Afridi’s undiminished popularity and what it says about us as a nation and, perhaps more to the point, how we see ourselves deserves a column all its own. However, I wanted to take this opportunity to celebrate the anti-Afridi – our captain Misbah-ul-Haq.
If the flamboyant Afridi is who we are or who we imagine ourselves to be then the understated Misbah is somebody who we can be, the best part of ourselves (even if we don’t realise it). We haven’t exactly seen the last of him yet – he still plans to carry on in Test cricket – but this ICC World Cup has been his ODI swansong and it is sad to see him go while also admiring and appreciating all that he has achieved.
He may not have been uber-talented like some of his predecessors or contemporaries – he really came into his own when he returned to the national squad for the second time, having been dropped twice before – but he’s accomplished so much since becoming captain, maximising his own abilities and the often limited resources of his team.
In the wake of the spot-fixing scandal, he inherited a team deprived the then finest new-ball attack in the world, a fractious team deflated and demoralised, a team practically ostracised from the international cricketing community. He’s had to lead this team while also dealing with probably the most incompetent cricketing administration in the world this side of the West Indies and the most arcane of team selection decision-making. He has not had the opportunity to lead this team for a single match – Test, ODI or T20- - in his own country because Pakistan is forced to play all its international cricket overseas due to security concerns.
Yet, under his stewardship, the Pakistan cricket team has experienced one of its few stable periods (there have been hardly any reports of the squabbling that has been part of almost every Pakistan cricket team).
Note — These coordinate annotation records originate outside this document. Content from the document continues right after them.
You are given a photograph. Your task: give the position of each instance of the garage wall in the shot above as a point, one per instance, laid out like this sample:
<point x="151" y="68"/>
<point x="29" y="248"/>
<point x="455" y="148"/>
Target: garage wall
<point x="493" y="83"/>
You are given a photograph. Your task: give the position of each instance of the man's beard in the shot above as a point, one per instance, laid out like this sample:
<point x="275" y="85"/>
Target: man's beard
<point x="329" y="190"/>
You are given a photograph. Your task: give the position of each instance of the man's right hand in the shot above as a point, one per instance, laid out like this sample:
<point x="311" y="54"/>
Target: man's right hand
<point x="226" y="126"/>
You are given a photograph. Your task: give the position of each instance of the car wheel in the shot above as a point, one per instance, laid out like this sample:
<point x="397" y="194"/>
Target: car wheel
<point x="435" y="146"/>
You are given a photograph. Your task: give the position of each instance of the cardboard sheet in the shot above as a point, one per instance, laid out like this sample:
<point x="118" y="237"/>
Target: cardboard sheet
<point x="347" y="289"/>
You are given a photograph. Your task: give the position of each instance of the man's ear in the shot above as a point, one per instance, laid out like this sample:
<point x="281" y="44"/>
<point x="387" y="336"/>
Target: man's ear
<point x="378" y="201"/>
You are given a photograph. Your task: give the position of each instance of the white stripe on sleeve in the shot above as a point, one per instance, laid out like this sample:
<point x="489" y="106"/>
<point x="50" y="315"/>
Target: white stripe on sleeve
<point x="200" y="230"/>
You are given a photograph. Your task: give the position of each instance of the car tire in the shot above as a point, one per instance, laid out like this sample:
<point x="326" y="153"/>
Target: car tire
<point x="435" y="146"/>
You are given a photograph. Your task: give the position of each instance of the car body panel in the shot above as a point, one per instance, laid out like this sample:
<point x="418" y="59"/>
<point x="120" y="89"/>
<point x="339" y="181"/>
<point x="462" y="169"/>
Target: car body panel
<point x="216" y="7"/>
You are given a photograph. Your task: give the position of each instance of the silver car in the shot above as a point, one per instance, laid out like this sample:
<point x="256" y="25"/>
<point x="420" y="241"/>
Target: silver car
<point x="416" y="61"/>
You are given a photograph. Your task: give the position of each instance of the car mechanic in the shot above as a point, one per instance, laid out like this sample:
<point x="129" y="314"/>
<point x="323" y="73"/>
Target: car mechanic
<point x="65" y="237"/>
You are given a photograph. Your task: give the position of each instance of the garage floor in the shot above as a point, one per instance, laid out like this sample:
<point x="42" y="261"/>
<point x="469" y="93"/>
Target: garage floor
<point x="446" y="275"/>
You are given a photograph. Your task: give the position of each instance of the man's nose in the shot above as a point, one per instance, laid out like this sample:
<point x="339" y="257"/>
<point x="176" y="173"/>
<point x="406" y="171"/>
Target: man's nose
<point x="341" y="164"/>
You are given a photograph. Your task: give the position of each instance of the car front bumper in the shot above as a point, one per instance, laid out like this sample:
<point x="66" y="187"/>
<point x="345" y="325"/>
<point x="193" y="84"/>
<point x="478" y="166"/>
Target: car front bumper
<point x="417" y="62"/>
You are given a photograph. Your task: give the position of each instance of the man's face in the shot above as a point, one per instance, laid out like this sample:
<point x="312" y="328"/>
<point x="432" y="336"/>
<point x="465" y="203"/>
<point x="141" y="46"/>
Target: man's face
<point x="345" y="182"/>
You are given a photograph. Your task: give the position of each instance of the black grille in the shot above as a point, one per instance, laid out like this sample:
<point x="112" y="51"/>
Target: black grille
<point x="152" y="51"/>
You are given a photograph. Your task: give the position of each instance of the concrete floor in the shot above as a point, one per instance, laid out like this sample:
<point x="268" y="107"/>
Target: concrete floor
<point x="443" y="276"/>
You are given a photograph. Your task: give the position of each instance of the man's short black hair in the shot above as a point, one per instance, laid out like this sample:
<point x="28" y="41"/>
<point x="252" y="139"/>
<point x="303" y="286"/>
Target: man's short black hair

The team, united under Misbah, has achieved some tremendous things on the field – whitewashing the Aussies and the English in a Test series is no mean feat – with the captain himself so often the boy standing alone on the burning deck while all else fell around him, yet somehow inspiring his men on to some famous victories.
Even in this World Cup Misbah managed to reinvigorate an underperforming team and a team playing essentially with a third-string bowling unit and marshalled them to the quarter-finals. He’s done this while facing a constant barrage of criticism for his slow batting and so-called defensive captaincy (both usually arising as a result of circumstances) from both the general public and the cricketing pundits, usually ex-Pakistan cricketers with an axe to grind. And he’s done it all with a grace and a dignity and a humility that is rare in public figures in this country combined with a fierce desire and resolve to improve and to succeed.
Misbah represents the best that there is in us. There is a resilience within the nation that has helped us overcome the very worst of odds over the years. There are so many of us who answer the call to serve in so many walks of life and who achieve so much with such little resources and for whom the driving impulse is not fame or fortune but a desire to help and to inspire. To me, Misbah is an embodiment of that impulse. For that, I thank him. He’s my hero.
The writer is a freelance columnist.